Golf With Your Friends Review

Out of all of the sports to receive the video game treatment, golf is surprisingly one of the better digital recreations.

Taking out the walking between holes and speeding up the transition between shots, golf video games often manage to maintain the essence of the sport but from the comfort from your home – or wherever you are given the benefits of the hybrid nature of the Switch.

Despite the comparisons to golf – and the title of the game – Golf With Your Friends is actually a recreation of mini-golf. What this means is you are presented with 11 different themed courses, each with 18 holes that will challenge your putting skills. Each course is unique, ranging from a highly impractical (and frankly dangerous) museum to a desert oasis complete with pyramids. This results in a variety of different challenges that will test your golfing skills, as well as your patience.


Wouldn’t be a game of mini-golf without a windmill.

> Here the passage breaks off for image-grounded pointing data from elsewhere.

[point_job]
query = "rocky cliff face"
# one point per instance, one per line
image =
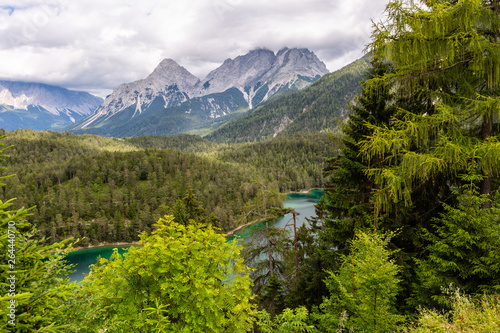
(23, 104)
(238, 83)
(261, 72)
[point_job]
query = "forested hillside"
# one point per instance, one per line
(109, 190)
(313, 109)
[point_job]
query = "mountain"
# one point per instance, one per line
(172, 101)
(40, 106)
(312, 109)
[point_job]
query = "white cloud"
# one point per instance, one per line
(97, 44)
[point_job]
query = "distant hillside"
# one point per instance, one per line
(40, 106)
(310, 110)
(173, 101)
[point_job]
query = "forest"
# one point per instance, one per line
(406, 238)
(104, 190)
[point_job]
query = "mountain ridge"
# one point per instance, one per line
(172, 91)
(42, 106)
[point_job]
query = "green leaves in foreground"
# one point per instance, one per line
(364, 290)
(182, 279)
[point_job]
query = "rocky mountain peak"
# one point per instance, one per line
(169, 72)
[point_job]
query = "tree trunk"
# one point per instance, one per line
(486, 131)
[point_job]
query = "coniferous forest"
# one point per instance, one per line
(405, 239)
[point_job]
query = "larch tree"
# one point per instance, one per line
(449, 51)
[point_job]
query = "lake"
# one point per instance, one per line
(303, 203)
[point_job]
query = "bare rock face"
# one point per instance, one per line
(238, 83)
(24, 105)
(262, 71)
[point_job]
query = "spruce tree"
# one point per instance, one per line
(449, 51)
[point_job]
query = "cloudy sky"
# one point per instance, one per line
(95, 45)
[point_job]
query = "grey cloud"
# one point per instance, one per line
(97, 45)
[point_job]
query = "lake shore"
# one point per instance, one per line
(79, 248)
(233, 231)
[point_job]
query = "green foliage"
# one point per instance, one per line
(449, 52)
(364, 288)
(467, 314)
(289, 321)
(108, 190)
(35, 287)
(182, 279)
(310, 110)
(463, 248)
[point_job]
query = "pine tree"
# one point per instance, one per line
(449, 51)
(363, 291)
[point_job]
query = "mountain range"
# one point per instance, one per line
(40, 106)
(250, 98)
(171, 100)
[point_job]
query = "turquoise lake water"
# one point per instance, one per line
(303, 203)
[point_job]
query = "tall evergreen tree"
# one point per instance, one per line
(348, 189)
(451, 52)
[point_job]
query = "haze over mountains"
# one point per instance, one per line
(40, 106)
(171, 100)
(250, 98)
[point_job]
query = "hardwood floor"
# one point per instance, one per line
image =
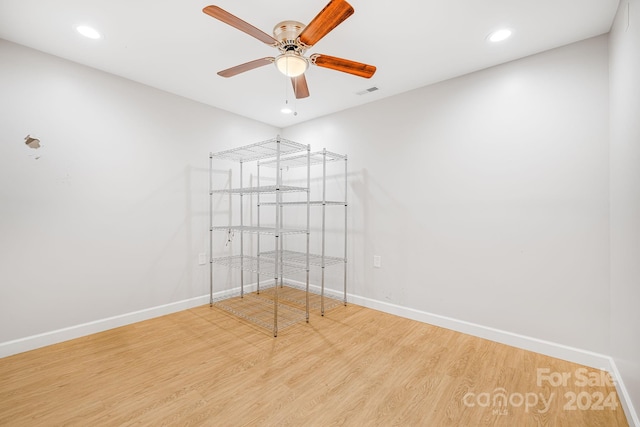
(354, 367)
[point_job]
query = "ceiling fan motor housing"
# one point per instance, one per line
(287, 32)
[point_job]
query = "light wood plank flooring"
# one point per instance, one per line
(353, 367)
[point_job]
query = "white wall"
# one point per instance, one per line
(486, 196)
(111, 218)
(625, 194)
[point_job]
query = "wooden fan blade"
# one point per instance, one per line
(300, 86)
(344, 65)
(230, 72)
(234, 21)
(330, 17)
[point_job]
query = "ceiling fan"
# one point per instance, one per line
(292, 39)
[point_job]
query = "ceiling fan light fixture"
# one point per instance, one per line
(291, 64)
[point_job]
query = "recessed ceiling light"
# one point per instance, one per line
(89, 32)
(500, 35)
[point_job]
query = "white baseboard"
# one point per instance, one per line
(60, 335)
(583, 357)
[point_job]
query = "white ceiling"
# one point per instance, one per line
(172, 45)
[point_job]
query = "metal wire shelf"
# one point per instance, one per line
(260, 150)
(295, 294)
(262, 189)
(300, 160)
(258, 264)
(301, 258)
(259, 310)
(257, 230)
(304, 203)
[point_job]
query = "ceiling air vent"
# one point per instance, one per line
(366, 91)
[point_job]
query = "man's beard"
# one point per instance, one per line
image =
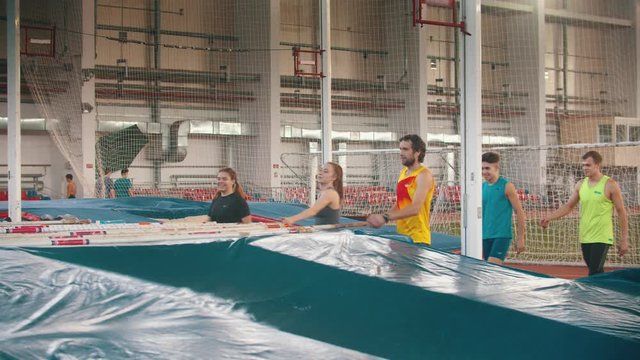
(408, 162)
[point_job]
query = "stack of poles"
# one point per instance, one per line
(43, 234)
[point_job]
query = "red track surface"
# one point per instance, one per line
(561, 271)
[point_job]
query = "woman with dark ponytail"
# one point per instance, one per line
(229, 204)
(327, 207)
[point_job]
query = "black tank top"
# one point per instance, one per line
(328, 216)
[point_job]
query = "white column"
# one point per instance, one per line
(471, 133)
(14, 154)
(88, 96)
(325, 44)
(263, 114)
(637, 87)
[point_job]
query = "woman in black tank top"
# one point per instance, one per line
(327, 208)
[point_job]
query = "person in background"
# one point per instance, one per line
(229, 204)
(499, 201)
(109, 190)
(327, 208)
(71, 187)
(597, 194)
(123, 185)
(414, 193)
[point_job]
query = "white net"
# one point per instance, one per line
(211, 84)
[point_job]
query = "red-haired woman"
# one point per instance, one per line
(229, 204)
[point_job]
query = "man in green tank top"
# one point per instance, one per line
(598, 195)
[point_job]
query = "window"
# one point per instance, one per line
(634, 133)
(605, 133)
(621, 133)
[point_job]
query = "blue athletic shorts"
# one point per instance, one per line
(496, 248)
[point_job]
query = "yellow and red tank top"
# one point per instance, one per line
(417, 227)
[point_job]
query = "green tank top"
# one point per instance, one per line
(596, 213)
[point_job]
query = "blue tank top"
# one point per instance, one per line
(497, 212)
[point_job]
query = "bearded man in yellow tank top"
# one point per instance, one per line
(598, 195)
(414, 193)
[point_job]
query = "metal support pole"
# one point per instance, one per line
(14, 154)
(325, 21)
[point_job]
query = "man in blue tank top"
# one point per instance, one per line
(499, 201)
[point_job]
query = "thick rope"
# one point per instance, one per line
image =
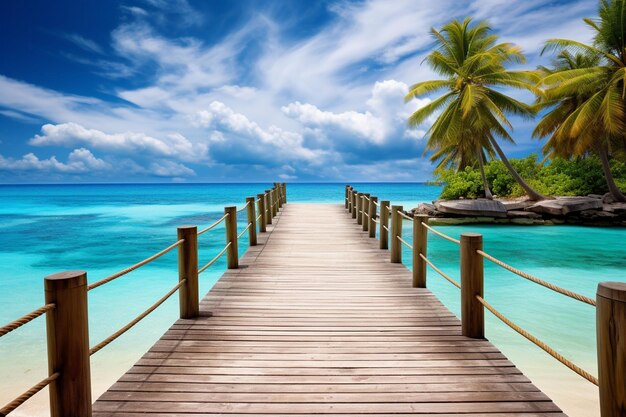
(405, 242)
(244, 231)
(556, 355)
(137, 319)
(536, 280)
(133, 267)
(206, 229)
(440, 272)
(405, 216)
(438, 233)
(7, 409)
(26, 318)
(212, 261)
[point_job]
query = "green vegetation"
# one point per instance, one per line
(560, 176)
(581, 99)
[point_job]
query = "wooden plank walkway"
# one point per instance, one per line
(318, 321)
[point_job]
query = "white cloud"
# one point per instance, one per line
(79, 161)
(68, 134)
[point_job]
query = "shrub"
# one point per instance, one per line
(556, 177)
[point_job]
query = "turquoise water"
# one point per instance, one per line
(104, 228)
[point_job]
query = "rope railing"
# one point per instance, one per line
(405, 243)
(137, 319)
(244, 231)
(556, 355)
(443, 235)
(404, 215)
(245, 206)
(212, 226)
(26, 318)
(212, 261)
(27, 395)
(539, 281)
(135, 266)
(440, 272)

The other major element that the games’ title emphasises is the multiplayer functionality so that you too can play golf with your friends. There’s also an online mode, which is possibly the intended multiplayer experience. Unfortunately, I was unable to find a single game to join, nor did I have any online friends with the game to try it out.

Instead, I was able to try out the local multiplayer, which only supports one controller, resulting in some hot-seat action of passing around the controller. Despite the title teasing playing with friends, the local multiplayer component of the game feels overstated compared to its functionality in practice. That’s not to say that it’s bad, but it is surprisingly simplistic. This by no means a deal-breaker, but it is disappointing. In practice, the multiplayer really is no different to that of playing single-player; ultimately, it is just about who can get the best score (remember with golf, the lower the score the better). This also slows down the pace of action, having to wait for each player to take their turn, which can seem like an age when you just need to make a small tap to pot your ball.

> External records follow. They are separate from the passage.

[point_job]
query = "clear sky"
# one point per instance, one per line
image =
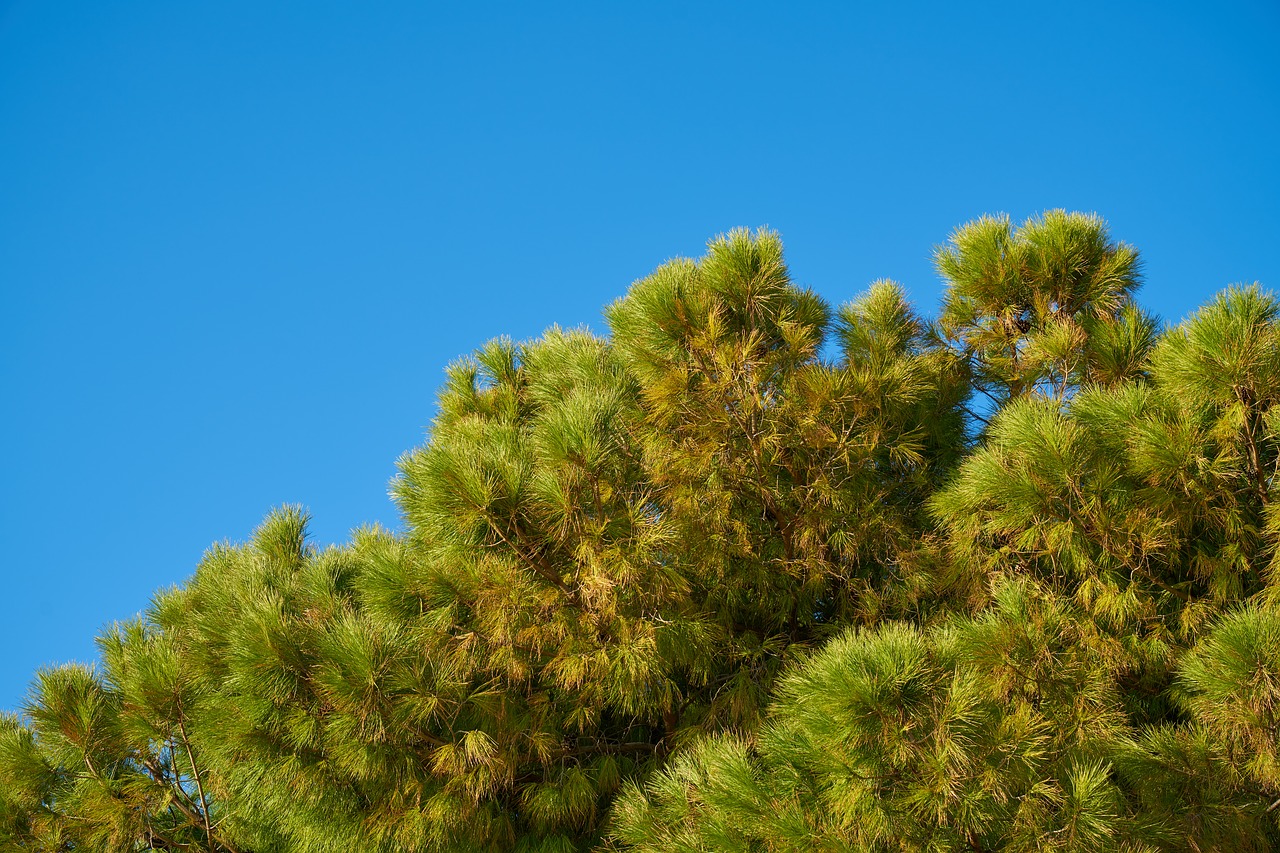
(240, 241)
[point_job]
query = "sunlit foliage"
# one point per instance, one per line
(746, 573)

The goalie moves side to side at random, adding a surprising amount of challenge.

It isn’t all just your typical mini-golf action, as there are a couple of other modes that can be played to switch up (pun intended) the traditional golf play. One mode – Dunk – replaces the hole with a basketball net, requiring you to bounce the ball before the final shot so that it drops through the net. The other as its namesake of ‘Hockey’ suggests is just that, in which the hole is instead a hockey net complete with a cardboard goalie cut-out moving left to right in an attempt to block your shot. In this mode, your golf ball is also replaced by a hockey puck, although in practice, this makes little to no difference.


Things can start to get a bit trippy.

Regardless of what mode you play, you can customise the look of your ball/puck with different colours, as well as hats and motion trails that you randomly unlock after playing a complete course. These are purely cosmetic, but my top hat ball looked rather elegant. The graphics might be a bit simplistic, but the courses still manage to exude a fun and playful style.

Golf With Your Friends is a perfectly adequate mini-golf experience. There is a suitable amount variety on offer here, with the main excitement and diversity coming from the large number of courses, each complete with many holes.


Golf With Your Friends £14.99
3

Summary

Golf With Your Friends might not be the ultimate multiplayer golf experience but there is still enough variety here to have a good time. Even when playing single player the intricate courses will keep you entertained.